The reason is practical as much as aesthetic: fewer grout lines mean easier maintenance, a cleaner visual, and — in smaller rooms — the optical illusion of significantly more space. For a 2BHK bathroom in a Mumbai apartment, switching from 600×600 to 800×1600 tiles can make the space feel up to 30% larger.
3. Handmade and Artisanal Tiles Are Reclaiming Premium Spaces
Mass production is no longer the benchmark of quality in Indian interiors. In 2025, the most discerning homeowners and hospitality operators are moving in the opposite direction — seeking out tiles that show the hand that made them. Variation in glaze, slight irregularity in edges, hand-painted surfaces: these are features now, not flaws.
Osaanj's handmade tile collection, manufactured in Delhi and shipped pan-India, is among the most comprehensive in India. From traditional Moroccan patterns to contemporary artisan glazes, the handmade range is seeing its highest demand from high-end residential projects in South Delhi, Bandra, Koramangala, and Goa's villa market.
4. Terrazzo Is Back — and It Never Really Left
Terrazzo floors were a staple of Indian institutional architecture for decades before being eclipsed by polished marble and vitrified tiles. In 2025, they're having a full-scale revival — but in a smarter format. Digital-print terrazzo ceramic tiles deliver the warm, speckled pattern of genuine terrazzo at a fraction of the installation cost and complexity.

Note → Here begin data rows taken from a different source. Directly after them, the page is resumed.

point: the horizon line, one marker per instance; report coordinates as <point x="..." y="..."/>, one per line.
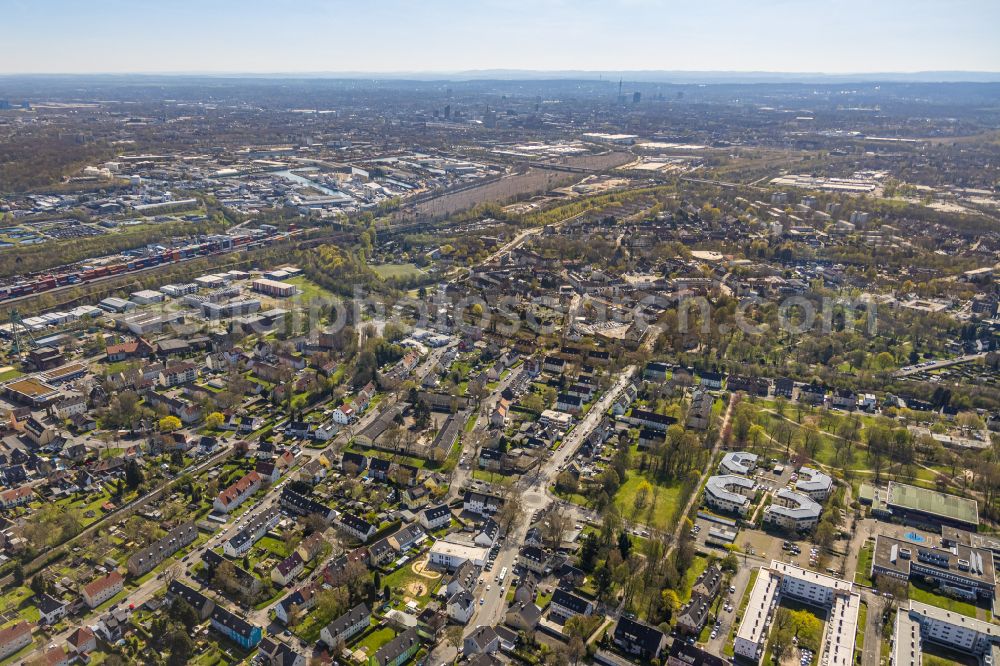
<point x="561" y="73"/>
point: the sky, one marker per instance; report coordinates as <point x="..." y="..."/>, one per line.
<point x="392" y="36"/>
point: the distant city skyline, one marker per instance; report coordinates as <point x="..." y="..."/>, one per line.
<point x="446" y="36"/>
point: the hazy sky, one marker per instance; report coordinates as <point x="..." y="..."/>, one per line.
<point x="271" y="36"/>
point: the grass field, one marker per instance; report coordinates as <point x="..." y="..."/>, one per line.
<point x="376" y="639"/>
<point x="859" y="636"/>
<point x="744" y="602"/>
<point x="938" y="504"/>
<point x="924" y="594"/>
<point x="861" y="576"/>
<point x="397" y="271"/>
<point x="404" y="581"/>
<point x="659" y="515"/>
<point x="691" y="575"/>
<point x="310" y="290"/>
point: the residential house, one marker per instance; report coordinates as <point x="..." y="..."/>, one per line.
<point x="236" y="494"/>
<point x="397" y="651"/>
<point x="252" y="532"/>
<point x="235" y="628"/>
<point x="50" y="610"/>
<point x="178" y="373"/>
<point x="435" y="517"/>
<point x="101" y="589"/>
<point x="288" y="569"/>
<point x="406" y="538"/>
<point x="201" y="604"/>
<point x="461" y="606"/>
<point x="523" y="616"/>
<point x="711" y="380"/>
<point x="304" y="506"/>
<point x="149" y="557"/>
<point x="297" y="602"/>
<point x="16" y="496"/>
<point x="277" y="653"/>
<point x="482" y="640"/>
<point x="357" y="527"/>
<point x="566" y="604"/>
<point x="345" y="627"/>
<point x="639" y="639"/>
<point x="82" y="641"/>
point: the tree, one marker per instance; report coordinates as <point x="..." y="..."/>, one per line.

Interior designers across Delhi, Bengaluru, and Mumbai are specifying terrazzo tiles for café floors, hotel corridors, and residential living rooms — drawn to the pattern's ability to warm a space while remaining visually neutral enough to pair with virtually any furniture palette.
5. Backlit and Illuminated Tile Surfaces
Among the most dramatic trends of 2025 is the use of backlit tiles in hospitality and premium residential spaces. These digitally printed, hand-painted tiles are designed to be lit from behind, creating a glowing, luminous surface effect that turns a wall or bar counter into an architectural light feature.

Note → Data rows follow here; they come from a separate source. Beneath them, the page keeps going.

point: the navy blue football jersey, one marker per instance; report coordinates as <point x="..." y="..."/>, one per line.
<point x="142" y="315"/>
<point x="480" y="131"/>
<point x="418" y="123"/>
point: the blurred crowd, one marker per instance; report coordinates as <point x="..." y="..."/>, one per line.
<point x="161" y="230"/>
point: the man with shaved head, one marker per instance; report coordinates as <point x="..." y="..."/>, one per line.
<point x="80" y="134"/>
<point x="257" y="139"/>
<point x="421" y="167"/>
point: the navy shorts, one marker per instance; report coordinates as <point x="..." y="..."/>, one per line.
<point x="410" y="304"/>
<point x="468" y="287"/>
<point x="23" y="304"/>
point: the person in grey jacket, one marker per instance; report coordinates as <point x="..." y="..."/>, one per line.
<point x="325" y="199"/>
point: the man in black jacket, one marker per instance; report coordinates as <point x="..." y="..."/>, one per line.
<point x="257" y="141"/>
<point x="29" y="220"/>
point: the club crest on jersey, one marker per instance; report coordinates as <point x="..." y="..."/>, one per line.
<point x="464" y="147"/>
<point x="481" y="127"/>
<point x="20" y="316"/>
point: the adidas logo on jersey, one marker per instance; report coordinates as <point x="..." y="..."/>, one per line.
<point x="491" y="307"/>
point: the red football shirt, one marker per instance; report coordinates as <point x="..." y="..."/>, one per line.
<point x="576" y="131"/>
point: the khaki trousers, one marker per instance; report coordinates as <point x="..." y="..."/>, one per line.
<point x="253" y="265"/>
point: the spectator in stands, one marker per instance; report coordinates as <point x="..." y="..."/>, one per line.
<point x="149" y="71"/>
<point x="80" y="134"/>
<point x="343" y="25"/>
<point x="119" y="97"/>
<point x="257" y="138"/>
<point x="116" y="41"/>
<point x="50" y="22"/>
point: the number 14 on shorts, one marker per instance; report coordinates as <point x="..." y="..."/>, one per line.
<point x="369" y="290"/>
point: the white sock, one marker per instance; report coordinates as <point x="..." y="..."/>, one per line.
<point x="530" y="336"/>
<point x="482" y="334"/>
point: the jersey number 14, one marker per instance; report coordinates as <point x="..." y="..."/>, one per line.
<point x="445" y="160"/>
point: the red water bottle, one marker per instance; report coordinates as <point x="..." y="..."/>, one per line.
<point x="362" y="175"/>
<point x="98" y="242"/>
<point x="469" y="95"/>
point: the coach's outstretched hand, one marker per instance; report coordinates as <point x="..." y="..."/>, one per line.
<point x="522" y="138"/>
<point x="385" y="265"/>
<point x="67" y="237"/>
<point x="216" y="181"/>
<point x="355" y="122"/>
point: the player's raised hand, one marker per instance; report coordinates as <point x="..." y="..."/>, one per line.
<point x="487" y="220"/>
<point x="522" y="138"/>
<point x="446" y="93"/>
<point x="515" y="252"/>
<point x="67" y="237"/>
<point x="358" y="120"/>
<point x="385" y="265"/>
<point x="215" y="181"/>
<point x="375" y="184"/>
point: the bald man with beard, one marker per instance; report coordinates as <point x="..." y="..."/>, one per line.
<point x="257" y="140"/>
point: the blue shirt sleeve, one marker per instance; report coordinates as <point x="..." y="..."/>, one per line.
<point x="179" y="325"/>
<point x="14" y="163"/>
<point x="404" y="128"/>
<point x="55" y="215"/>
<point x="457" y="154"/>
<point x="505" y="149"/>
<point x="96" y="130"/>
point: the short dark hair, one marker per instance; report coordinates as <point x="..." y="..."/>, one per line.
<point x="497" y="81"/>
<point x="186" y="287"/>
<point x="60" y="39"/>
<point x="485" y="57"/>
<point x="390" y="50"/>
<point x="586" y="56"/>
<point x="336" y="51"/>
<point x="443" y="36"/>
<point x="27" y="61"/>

Osaanj's Backlit Tiles range is being specified for hotel reception desks and bar counters across Delhi NCR, Mumbai, and Bengaluru — and increasingly for premium residential master bathrooms where the backlit panel behind the vanity replaces the traditional mirror.
6. Colour Shift: From All-White to Warm Neutrals and Earthy Tones
The all-white bathroom and kitchen that dominated Indian interiors for the better part of a decade is giving way to warmer palettes in 2025. Terracotta, warm beige, sage green, and deep slate are all gaining traction — most commonly in matte and stone finishes that absorb light rather than reflect it.

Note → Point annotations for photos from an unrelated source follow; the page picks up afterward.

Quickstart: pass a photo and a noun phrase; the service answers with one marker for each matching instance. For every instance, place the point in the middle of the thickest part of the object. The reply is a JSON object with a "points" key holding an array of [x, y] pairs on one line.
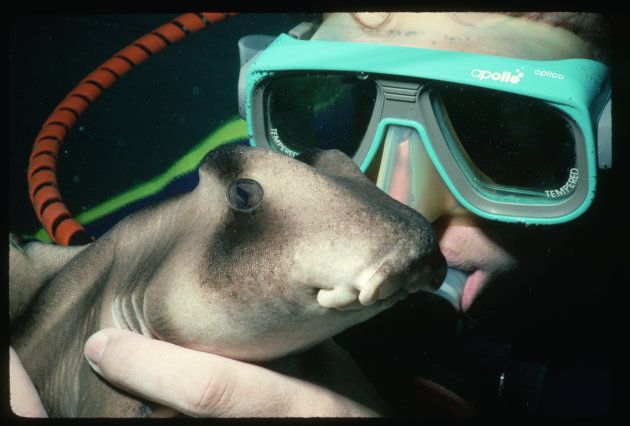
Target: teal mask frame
{"points": [[579, 88]]}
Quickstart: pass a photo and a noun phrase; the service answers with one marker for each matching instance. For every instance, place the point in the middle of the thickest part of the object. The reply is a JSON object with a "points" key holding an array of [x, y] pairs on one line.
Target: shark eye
{"points": [[244, 195]]}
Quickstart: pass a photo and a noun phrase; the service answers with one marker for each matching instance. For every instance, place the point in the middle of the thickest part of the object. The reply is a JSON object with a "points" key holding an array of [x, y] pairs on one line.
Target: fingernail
{"points": [[94, 348]]}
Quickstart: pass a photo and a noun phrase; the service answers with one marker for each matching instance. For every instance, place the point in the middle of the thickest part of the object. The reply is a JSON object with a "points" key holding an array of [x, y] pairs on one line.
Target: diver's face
{"points": [[468, 242]]}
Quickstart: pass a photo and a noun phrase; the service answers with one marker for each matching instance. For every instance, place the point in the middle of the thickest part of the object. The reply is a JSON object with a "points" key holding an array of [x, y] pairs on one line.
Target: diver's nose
{"points": [[408, 175]]}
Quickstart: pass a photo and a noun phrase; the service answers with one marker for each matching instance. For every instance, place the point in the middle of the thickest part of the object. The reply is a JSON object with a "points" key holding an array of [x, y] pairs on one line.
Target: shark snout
{"points": [[392, 278], [426, 272]]}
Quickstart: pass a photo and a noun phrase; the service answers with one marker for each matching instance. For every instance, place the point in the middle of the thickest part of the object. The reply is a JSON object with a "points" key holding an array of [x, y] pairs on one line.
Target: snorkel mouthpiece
{"points": [[408, 175]]}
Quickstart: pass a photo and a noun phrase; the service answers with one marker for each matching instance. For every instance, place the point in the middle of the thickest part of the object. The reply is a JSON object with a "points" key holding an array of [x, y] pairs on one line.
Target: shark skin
{"points": [[266, 258]]}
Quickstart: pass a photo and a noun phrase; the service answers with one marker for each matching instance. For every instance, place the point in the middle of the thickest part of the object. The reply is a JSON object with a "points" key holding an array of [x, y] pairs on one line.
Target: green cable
{"points": [[235, 129]]}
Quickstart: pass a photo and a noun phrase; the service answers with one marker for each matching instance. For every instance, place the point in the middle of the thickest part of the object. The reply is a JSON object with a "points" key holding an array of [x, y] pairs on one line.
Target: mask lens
{"points": [[507, 140], [325, 111]]}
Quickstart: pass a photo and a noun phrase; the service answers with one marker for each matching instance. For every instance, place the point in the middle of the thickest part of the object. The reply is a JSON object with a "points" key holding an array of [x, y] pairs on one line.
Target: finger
{"points": [[25, 400], [202, 384]]}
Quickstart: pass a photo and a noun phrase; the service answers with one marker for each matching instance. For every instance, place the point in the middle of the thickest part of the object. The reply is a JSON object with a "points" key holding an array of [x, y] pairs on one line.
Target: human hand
{"points": [[25, 400], [205, 385]]}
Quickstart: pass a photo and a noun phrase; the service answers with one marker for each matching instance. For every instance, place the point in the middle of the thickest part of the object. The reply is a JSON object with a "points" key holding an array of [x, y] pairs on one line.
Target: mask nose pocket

This shift aligns with broader global interior trends toward more organic, tactile spaces — and it's particularly visible in the F&B sector, where café and restaurant designers across Mumbai, Bengaluru, Hyderabad, and Delhi are using earthy tile palettes to create the warm, Instagram-friendly interiors that drive foot traffic.
What to Expect Through the Rest of 2025
The overarching narrative of tile trends in India in 2025 is texture, scale, and artisanship. The era of flat, uniform, and anonymous surfaces is passing. What's replacing it is an appetite for tiles that have a story — in how they're made, what they reference, and how they interact with light and space.
Whether you're renovating a 3BHK in Gurgaon, fitting out a boutique hotel in Goa, or designing a flagship café in Bandra, the tile choices of 2025 offer more expressive possibilities than any period before.